Far too long along, I was asked if I’d read Mr. Nice Guy, a contemporary novel by Jennifer Miller and Jason Feifer in exchange for an honest review. I said yes, and read the book fairly quickly, but I’m only just now getting to the review part. So let’s do this thing…
About Mr. Nice Guy
Lucas Callahan gave up his law degree, fiancée and small-town future for a shot at making it in the Big Apple. He snags an entry-level job at Empire magazine, believing it’s only a matter of time before he becomes a famous writer. And then late one night in a downtown bar he meets a gorgeous brunette who takes him home…
Carmen Kelly wanted to be a hard-hitting journalist, only to find herself cast in the role of Empire’s sex columnist thanks to the boys’ club mentality of Manhattan magazines. Her latest piece is about an unfortunate—and unsatisfying—encounter with an awkward and nerdy guy, who was nice enough to look at but horribly inexperienced in bed.
Lucas only discovers that he’s slept with the infamous Carmen Kelly—that is, his own magazine’s sex columnist!—when he reads her printed take-down. Humiliated and furious, he pens a rebuttal and signs it, “Nice Guy.” Empire publishes it, and the pair of columns go viral. Readers demand more. So the magazine makes an arrangement: Each week, Carmen and Lucas will sleep together… and write dueling accounts of their sexual exploits.
It’s the most provocative sexual relationship any couple has had, but the columnist-lovers are soon engaging in more than a war of words: They become seduced by the city’s rich and powerful, tempted by fame, and more attracted to each other than they’re willing to admit. In the end, they will have to choose between ambition, love, and the consequences of total honesty.
Review of Mr. Nice Guy
I’ll be honest…contemporary novels aren’t something I read a lot of. I prefer historical fiction, fantasy, science fiction, and nonfiction. But I was intrigued by the premise of this book. It’s not often that a work of fiction focuses on people writing about sex for a living, and I wanted to see how the authors handled it.
Let’s start with this…it was not a completely awful book or poorly written. For a light read (the books I like to call brain candy), it wasn’t bad. Unfortunately, it also wasn’t memorable. This book is billed as a comedy, and I really don’t remember laughing much.
The big sell on this book is that they’re writing about their sex lives, and it gets real.

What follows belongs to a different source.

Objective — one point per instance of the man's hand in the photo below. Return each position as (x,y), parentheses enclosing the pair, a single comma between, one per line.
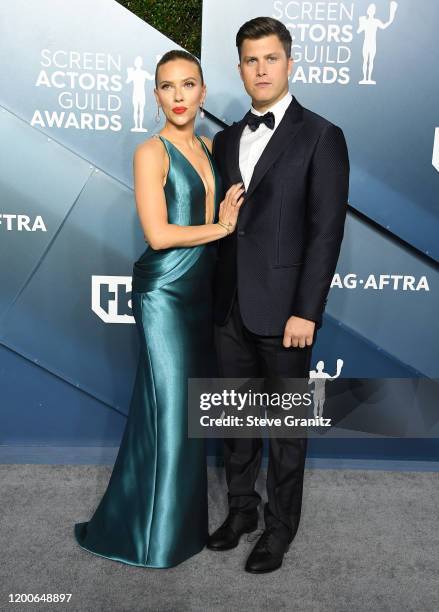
(298,332)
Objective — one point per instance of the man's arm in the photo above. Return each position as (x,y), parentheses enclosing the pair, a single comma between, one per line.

Uh-huh. Eh, I’m a sex blogger who puts pictures of her vulva on the internet. I think I have a handle on what “real” means. Reading a vicious takedown of a less-than-stellar sexual encounter doesn’t get my juices flowing. Especially when the initial response from “Nice Guy” was a bit on the whiny side.
I kind of hated the idea that Carmen “couldn’t be a journalist” so “settled” for writing about sex. I’m sure that happens, and I have no doubt the male-dominated power structure kept her down. But settling for writing about sex didn’t endear me to anyone. Even if it wasn’t a first career choice, it’s a legitimate way to make a living and be a writer (although I’m clearly not objective on this point).

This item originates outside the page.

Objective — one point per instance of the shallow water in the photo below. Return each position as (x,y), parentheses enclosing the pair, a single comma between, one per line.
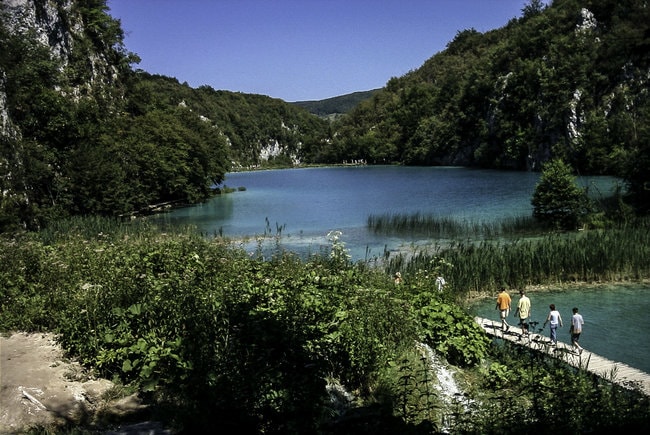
(616,318)
(304,205)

There’s a small subplot that involves kink and power exchange that could have been really interesting to explore, but it primarily focused on manipulation and regret. I was ready for more and was disappointed when it was used as another way to show that the bad guy (who was evil) was weird, creepy, and had “issues.”
The book is set in New York City and in the world of media and journalism. The real themes of the story — how the media manipulates perceptions of reality, the greed of big businesses and the people who run them, and moving out of small towns to re-invent yourself in a big city were actually interesting. As someone who’s never lived or worked in this world, there were times I thought, “I hope this doesn’t actually happen in real life. Also, this is fascinating!”

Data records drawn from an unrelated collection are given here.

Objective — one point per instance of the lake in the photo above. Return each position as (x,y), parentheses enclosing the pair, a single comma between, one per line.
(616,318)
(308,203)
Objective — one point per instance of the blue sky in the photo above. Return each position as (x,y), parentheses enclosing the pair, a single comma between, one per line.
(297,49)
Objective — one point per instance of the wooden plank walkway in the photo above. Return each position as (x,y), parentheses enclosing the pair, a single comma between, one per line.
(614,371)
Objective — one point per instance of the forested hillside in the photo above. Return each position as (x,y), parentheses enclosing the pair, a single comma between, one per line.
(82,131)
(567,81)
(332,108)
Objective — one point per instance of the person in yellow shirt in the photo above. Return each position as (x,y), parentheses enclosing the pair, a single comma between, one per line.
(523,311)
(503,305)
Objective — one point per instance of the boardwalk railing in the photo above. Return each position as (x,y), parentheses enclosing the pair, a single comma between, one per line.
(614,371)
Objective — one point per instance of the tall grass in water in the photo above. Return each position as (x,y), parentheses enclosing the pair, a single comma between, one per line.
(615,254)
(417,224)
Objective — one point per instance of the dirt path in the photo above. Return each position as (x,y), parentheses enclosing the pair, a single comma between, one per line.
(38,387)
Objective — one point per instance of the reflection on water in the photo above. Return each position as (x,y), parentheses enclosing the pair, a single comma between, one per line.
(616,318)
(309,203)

But the sex writing and the way their “sexual encounters” (such as they were) occurred through the book? They could have been dueling food or travel writers for all I cared. There’s are moments when we see that some of the sex writing has been faked, and I think that pissed me off most of all. As a nonfiction sex blogger, I hated the assumptions (within the book and elsewhere) that “everyone” fakes their sexual escapades in writing. I’m realistic enough to know that some people do, but it didn’t endear me to the characters.
So…should you read it? If you’re looking for a light read that’s mostly about two people figuring out how to stop being shitty to each other, it’s not awful. But if you’re hoping for a book that says something interesting about sex or writing about sex, you might be disappointed.